Everything has Changed

When I was a boy my mother used to tell me, “The first of the month is coming and there will be changes…” whereupon she would list a series of adjustments she desired around the house, usually regarding my attitude. All of this talk would usually pitch me into a kind of emotional maelstrom, difficult to characterize but unquestioningly powerful. This would last a few days, maybe even more than a week, only to slide back into the usual routines, occasionally with a remark about a lost, fleeting transformation. I was reminded of this repeated childhood moment as I drove my nervous wife to Massachusetts General Hospital on the last evening of August. Now during the weekend’s opening to September, the most profound and irreversible changes ushered into my life by this familiar monthly milestone.

As the sun rose across Boston, striping the skyline along the Charles River with long shafts of light and shadow, my wife performed brilliantly, delivering an immediately beautiful newborn. Our first child arrived at 7:05 AM, on the first of the month, touching off a whole new kind of internal turbulence which I am still searching to grasp. I never truly understood the words overwhelming or awesome until yesterday. All uses of those words now seem to me beyond trite, marrowless.

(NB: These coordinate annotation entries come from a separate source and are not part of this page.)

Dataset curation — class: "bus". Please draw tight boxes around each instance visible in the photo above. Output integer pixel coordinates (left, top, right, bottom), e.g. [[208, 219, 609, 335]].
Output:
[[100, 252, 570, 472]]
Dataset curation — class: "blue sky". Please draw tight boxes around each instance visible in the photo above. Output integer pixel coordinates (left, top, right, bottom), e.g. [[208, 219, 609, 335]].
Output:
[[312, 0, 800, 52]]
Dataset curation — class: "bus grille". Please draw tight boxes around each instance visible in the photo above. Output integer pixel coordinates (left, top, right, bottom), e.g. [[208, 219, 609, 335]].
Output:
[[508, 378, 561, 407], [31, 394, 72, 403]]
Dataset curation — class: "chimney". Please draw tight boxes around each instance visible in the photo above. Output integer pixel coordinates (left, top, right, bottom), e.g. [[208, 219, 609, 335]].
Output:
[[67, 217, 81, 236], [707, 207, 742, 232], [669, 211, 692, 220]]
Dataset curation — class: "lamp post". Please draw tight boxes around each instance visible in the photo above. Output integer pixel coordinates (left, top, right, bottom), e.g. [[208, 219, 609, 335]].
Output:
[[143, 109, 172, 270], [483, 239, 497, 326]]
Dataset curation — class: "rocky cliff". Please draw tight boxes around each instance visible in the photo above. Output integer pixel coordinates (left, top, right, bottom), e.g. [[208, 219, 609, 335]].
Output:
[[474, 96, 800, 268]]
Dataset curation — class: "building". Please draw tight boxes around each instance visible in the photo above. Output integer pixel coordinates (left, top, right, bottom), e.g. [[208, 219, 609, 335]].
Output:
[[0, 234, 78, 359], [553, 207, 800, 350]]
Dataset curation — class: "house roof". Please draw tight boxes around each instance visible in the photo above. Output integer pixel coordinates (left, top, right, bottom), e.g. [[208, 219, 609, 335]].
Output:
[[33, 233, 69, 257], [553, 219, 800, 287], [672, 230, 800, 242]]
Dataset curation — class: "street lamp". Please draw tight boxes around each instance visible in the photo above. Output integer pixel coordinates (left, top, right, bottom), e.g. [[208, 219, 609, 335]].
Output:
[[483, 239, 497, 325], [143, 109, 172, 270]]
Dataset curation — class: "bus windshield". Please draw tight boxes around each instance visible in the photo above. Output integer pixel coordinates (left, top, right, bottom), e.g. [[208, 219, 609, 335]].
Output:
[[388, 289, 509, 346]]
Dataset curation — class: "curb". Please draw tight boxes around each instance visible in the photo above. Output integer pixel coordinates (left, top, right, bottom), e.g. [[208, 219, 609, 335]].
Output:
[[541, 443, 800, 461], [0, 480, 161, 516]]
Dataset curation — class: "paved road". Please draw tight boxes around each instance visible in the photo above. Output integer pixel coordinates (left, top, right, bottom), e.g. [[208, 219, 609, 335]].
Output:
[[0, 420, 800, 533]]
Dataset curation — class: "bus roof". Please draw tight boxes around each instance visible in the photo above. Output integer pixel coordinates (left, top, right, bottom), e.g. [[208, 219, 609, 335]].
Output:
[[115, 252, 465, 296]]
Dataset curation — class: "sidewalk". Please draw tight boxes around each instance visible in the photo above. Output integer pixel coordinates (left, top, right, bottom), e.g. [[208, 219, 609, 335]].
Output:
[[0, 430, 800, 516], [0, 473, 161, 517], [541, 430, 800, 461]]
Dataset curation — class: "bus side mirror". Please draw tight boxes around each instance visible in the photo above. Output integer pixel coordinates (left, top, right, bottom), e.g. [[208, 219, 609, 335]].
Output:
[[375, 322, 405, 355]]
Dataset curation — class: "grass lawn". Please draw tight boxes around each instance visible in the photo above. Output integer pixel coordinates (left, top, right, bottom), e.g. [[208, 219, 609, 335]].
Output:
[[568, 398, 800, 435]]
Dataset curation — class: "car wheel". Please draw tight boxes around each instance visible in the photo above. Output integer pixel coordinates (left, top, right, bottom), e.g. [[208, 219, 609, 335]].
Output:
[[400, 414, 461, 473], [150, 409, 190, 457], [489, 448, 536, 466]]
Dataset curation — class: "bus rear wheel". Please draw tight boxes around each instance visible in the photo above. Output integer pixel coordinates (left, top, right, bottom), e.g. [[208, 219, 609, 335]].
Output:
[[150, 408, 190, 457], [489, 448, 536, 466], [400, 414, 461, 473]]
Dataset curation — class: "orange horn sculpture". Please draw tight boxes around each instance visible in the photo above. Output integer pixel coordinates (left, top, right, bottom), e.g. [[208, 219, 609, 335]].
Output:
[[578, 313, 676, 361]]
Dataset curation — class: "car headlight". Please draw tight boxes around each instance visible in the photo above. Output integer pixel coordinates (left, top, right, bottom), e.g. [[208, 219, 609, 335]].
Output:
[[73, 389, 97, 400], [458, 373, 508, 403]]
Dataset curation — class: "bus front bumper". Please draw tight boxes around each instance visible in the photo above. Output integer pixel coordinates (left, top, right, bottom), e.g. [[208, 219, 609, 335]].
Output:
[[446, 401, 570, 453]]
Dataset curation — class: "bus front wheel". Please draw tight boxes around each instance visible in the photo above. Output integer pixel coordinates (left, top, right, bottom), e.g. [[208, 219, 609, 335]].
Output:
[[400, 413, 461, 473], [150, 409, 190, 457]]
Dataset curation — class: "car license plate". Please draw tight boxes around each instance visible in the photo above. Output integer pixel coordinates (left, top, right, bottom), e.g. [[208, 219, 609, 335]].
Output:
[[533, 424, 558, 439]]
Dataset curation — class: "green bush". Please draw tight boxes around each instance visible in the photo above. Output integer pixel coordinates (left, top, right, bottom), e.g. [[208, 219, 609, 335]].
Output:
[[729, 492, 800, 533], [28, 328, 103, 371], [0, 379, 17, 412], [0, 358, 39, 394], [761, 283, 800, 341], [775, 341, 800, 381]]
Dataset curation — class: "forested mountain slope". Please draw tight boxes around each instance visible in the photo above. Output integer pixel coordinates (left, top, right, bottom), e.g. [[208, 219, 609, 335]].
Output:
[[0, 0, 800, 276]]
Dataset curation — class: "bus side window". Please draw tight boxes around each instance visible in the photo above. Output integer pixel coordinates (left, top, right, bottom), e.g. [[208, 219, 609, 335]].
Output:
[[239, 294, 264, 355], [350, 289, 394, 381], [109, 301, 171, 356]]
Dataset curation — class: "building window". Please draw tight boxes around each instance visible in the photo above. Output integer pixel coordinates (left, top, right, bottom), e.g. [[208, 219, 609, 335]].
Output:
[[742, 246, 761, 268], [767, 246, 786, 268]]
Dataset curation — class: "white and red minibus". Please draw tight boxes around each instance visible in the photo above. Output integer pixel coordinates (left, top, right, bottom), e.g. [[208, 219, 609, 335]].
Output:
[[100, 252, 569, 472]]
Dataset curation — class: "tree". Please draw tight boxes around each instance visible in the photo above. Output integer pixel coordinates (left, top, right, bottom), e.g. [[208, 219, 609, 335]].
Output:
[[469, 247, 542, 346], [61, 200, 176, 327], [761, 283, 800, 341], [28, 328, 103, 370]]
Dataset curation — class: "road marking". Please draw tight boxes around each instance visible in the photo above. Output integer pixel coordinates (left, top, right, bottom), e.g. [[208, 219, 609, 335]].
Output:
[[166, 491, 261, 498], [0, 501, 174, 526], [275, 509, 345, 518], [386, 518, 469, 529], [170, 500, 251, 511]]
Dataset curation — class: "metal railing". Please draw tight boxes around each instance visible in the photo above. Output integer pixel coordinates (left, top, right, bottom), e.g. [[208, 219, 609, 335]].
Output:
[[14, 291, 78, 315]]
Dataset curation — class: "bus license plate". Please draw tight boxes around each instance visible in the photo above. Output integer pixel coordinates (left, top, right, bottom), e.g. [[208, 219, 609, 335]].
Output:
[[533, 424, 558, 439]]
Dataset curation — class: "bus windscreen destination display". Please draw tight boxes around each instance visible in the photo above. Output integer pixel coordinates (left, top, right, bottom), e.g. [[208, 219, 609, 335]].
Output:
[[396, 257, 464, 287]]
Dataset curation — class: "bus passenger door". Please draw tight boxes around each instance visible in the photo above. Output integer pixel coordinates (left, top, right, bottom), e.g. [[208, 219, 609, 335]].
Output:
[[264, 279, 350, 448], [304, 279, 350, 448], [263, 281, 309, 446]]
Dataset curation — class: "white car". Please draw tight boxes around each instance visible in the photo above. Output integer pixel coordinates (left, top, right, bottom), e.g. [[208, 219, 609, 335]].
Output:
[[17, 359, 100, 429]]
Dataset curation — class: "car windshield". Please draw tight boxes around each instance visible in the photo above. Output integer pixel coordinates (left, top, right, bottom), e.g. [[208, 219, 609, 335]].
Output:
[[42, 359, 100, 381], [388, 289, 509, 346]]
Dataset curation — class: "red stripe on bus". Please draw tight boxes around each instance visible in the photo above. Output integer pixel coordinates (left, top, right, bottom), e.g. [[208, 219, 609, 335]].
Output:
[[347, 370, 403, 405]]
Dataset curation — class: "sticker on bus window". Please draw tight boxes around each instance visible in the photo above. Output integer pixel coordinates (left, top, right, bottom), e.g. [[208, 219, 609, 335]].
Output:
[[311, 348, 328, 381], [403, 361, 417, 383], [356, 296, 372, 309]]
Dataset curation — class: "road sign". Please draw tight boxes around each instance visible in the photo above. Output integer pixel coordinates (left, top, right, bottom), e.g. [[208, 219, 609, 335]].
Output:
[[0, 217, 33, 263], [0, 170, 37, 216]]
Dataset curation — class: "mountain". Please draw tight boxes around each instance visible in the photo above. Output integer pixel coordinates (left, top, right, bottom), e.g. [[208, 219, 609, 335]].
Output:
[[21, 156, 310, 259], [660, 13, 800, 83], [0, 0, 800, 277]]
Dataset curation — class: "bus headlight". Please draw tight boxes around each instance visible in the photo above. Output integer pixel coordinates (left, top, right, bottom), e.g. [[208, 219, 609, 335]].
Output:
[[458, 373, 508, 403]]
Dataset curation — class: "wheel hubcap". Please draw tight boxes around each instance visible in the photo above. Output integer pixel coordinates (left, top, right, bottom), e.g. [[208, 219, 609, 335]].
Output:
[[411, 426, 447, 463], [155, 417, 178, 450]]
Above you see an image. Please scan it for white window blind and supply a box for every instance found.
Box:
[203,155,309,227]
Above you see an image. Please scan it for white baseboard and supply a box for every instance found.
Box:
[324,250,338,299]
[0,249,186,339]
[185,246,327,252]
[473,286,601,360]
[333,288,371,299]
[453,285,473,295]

Upon hearing the first cry of life, every emotion in me fired all at once, and it was beautiful and strange and unlike anything I have ever experienced. Tears welled in my eyes as I heard the doctor say, “It’s a baby girl!” and watched this wet, black-haired body being placed on Ali’s chest. Yet mine were not the typical “tears of joy.” They were so much more than that. Joy, even happiness, is far too simple, too narrow of a description, and fails to capture the full storm of sensations. I was so full of every emotion, bursting with speed and suddenness. Most amazing to my spent and sobbing wife was the fact that I was speechless. No words came. I could speak nothing as I stood by bedside. All I could do was stare, lean down, kiss Ali gently on the forehead, then whisper in her ear, “I love you. I love you. I love you.” In an instant this tiny maiden changed everything.

Photo: Our Beautiful Daughter

“What are you going to name her?” asked the doctor. This detail had been discussed at length for some time. If it was a boy the name was preordained; but a girl, well that opened up a range of possibilities. Ali looked up at me newly pregnant, this time with hope. She had been advocating a name she thought to be perfect for many reasons. Barely audible, “Whatever you want,” I said.

Photo: A Sleeping Lovely

Hadley Killaine, every time I think that name my eyes grow glassy as if someone popped my in the beak. She came into our lives like lightning, bright, bewildering, and brilliant, and nothing in the world will ever again be the same.